Crawley’s expression grew thoughtful. She shuffled a bit, stretching her birdish arm out toward the fireplace mantel for support. “She delighted in talking about you—your hobbies, your artistic tendencies.” She looked at Luther, glassy-eyed. “Grandchildren, if old folks are fortunate to live long enough to watch them develop, can be a wonderful reward.”
Luther swallowed hard and nodded, watching for the woman to became distracted long enough for him to scoop up the dog tags. “I couldn’t agree with you more.”
“My son’s children”—the old woman shook her head and looked past Luther—“are some of the most ungrateful and spoiled specimens of young people I have ever encountered.”
Luther was trying to re-establish his composure and casual tone. “Really?” A regretful click of the tongue. “That’s a shame.”

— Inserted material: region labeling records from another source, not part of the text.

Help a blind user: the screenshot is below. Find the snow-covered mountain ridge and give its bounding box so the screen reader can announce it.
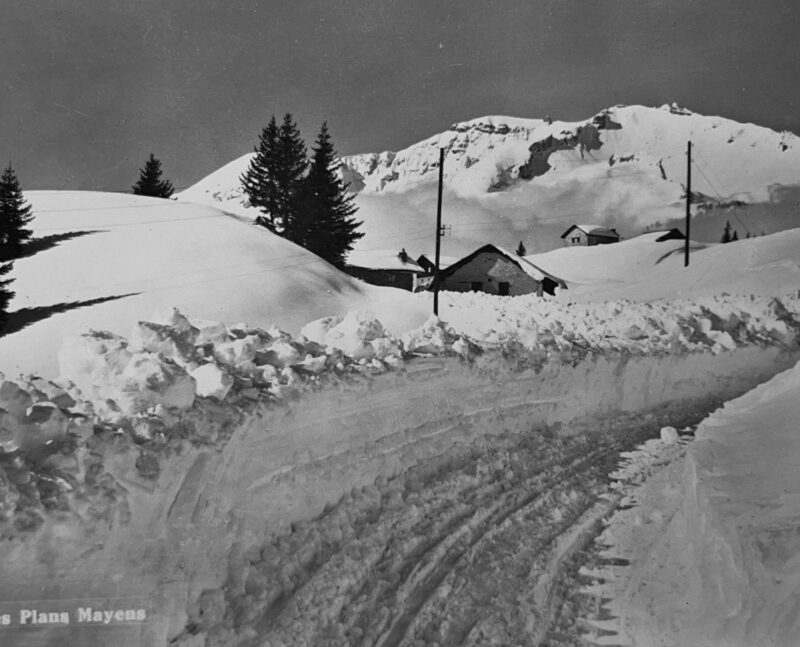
[180,104,800,256]
[342,104,800,201]
[183,104,800,200]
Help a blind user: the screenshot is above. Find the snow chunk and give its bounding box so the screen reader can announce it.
[324,312,392,361]
[300,317,342,346]
[402,315,459,355]
[661,427,679,445]
[189,364,233,400]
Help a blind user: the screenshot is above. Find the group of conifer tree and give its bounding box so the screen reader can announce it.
[0,163,33,334]
[241,113,364,267]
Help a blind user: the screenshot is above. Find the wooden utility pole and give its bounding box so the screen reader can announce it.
[683,142,692,267]
[433,148,444,317]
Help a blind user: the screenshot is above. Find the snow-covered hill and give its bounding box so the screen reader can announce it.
[182,105,800,254]
[0,191,428,375]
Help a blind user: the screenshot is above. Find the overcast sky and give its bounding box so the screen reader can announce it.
[0,0,800,191]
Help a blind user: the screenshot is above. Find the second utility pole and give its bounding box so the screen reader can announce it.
[683,142,692,267]
[433,148,444,317]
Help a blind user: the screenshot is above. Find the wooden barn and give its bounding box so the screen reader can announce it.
[647,229,686,243]
[344,249,429,292]
[439,245,567,296]
[561,225,621,247]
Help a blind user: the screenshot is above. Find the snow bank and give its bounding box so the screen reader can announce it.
[0,299,794,645]
[3,293,788,450]
[601,356,800,647]
[668,365,800,647]
[0,191,430,375]
[442,292,800,353]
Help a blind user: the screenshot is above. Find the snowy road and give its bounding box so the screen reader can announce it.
[214,406,707,647]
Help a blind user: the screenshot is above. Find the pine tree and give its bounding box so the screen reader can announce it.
[0,163,33,260]
[297,122,364,267]
[240,115,280,232]
[0,263,14,335]
[240,112,308,242]
[722,221,731,243]
[276,112,308,247]
[133,153,175,198]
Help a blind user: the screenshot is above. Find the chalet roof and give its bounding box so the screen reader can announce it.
[417,254,458,270]
[347,249,424,272]
[632,229,686,243]
[441,243,567,290]
[561,225,620,238]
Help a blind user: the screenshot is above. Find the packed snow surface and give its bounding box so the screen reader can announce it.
[597,356,800,647]
[526,229,800,301]
[0,191,428,375]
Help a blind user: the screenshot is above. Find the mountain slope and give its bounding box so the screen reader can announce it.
[0,191,429,375]
[181,105,800,255]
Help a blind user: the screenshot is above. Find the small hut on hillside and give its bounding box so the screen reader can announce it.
[439,245,567,296]
[561,225,622,247]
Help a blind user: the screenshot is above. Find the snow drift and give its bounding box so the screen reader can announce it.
[181,105,800,255]
[0,191,428,375]
[601,356,800,647]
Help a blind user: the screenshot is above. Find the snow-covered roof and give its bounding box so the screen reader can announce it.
[347,249,424,272]
[444,243,567,289]
[561,225,619,238]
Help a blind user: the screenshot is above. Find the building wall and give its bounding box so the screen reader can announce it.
[564,229,589,247]
[441,252,540,296]
[344,265,415,292]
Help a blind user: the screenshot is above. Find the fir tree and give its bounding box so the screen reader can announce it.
[241,112,308,242]
[133,153,175,198]
[0,163,33,260]
[275,112,308,247]
[722,221,731,243]
[297,122,364,267]
[240,115,280,232]
[0,263,14,336]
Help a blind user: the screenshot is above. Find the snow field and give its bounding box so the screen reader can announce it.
[576,366,800,647]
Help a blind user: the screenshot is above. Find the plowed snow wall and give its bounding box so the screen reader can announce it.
[0,347,797,644]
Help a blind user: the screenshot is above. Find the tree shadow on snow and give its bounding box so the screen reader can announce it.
[0,292,141,337]
[11,229,103,260]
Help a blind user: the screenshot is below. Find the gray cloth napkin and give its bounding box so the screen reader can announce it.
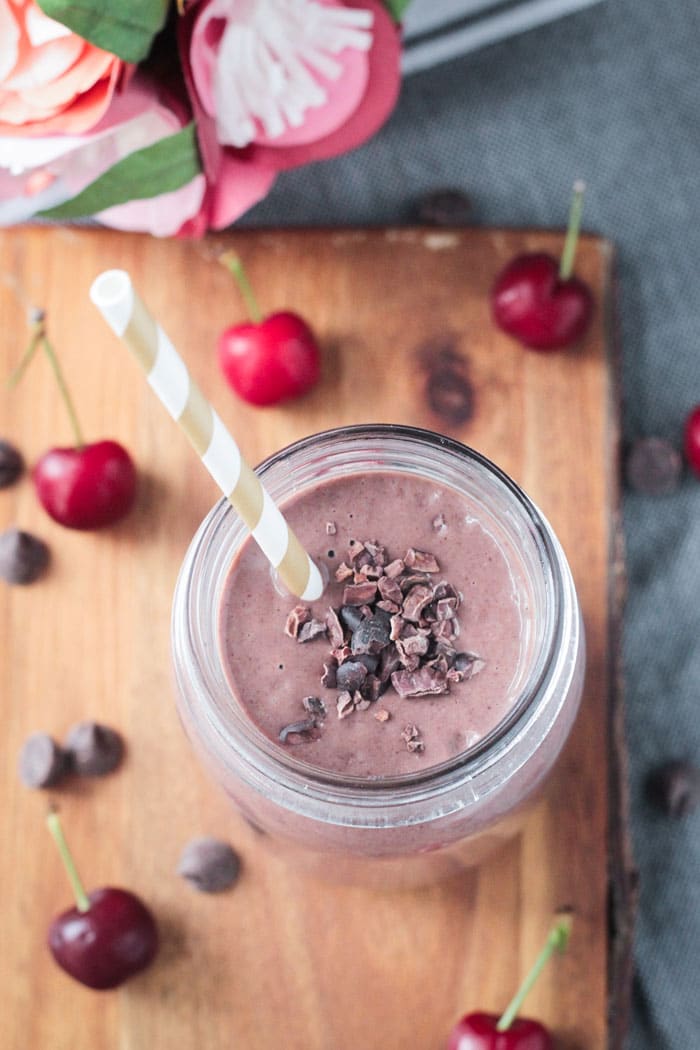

Moisture appeared at the crow’s-feet folds at the corner of her eyes. “They try to avoid me. I sit in a room they’ve prepared for me and they walk right past the door, hardly saying a word.” Her gaze wandered for a moment but connected with Luther. “Sometimes I think I’d be better off as a ghost.”
Luther had been panic-pedaling toward a solution for swiping up the dog tags, but now he let that go, removing his grip from his present obsession and letting his mind coast.
Now he thought about a toffee tin filled with cash.
Shortly after Luther’s grandmother moved in with them she had arranged for a small portion of her pension and some other retirement allocations to be mailed directly to their home. Each month, Luther’s dad would cash the checks and deliver the money to Gladys. Yes, it was a small amount of cash (just enough to make her feel safe, he thought later), but Luther only needed a little, twenty bucks here and there—for a bottle, a bag of dope, whatever. He knew she kept the money in her bedroom, in a toffee tin stashed in the center drawer of an antique vanity. Like all lazy thieves, Luther was certain she’d never notice, and by the unwavering state of her warmth and earnest innocence—
Are you still practicing your drawings? Are you going to go back to art school?
—Luther was confident she never suspected a thing.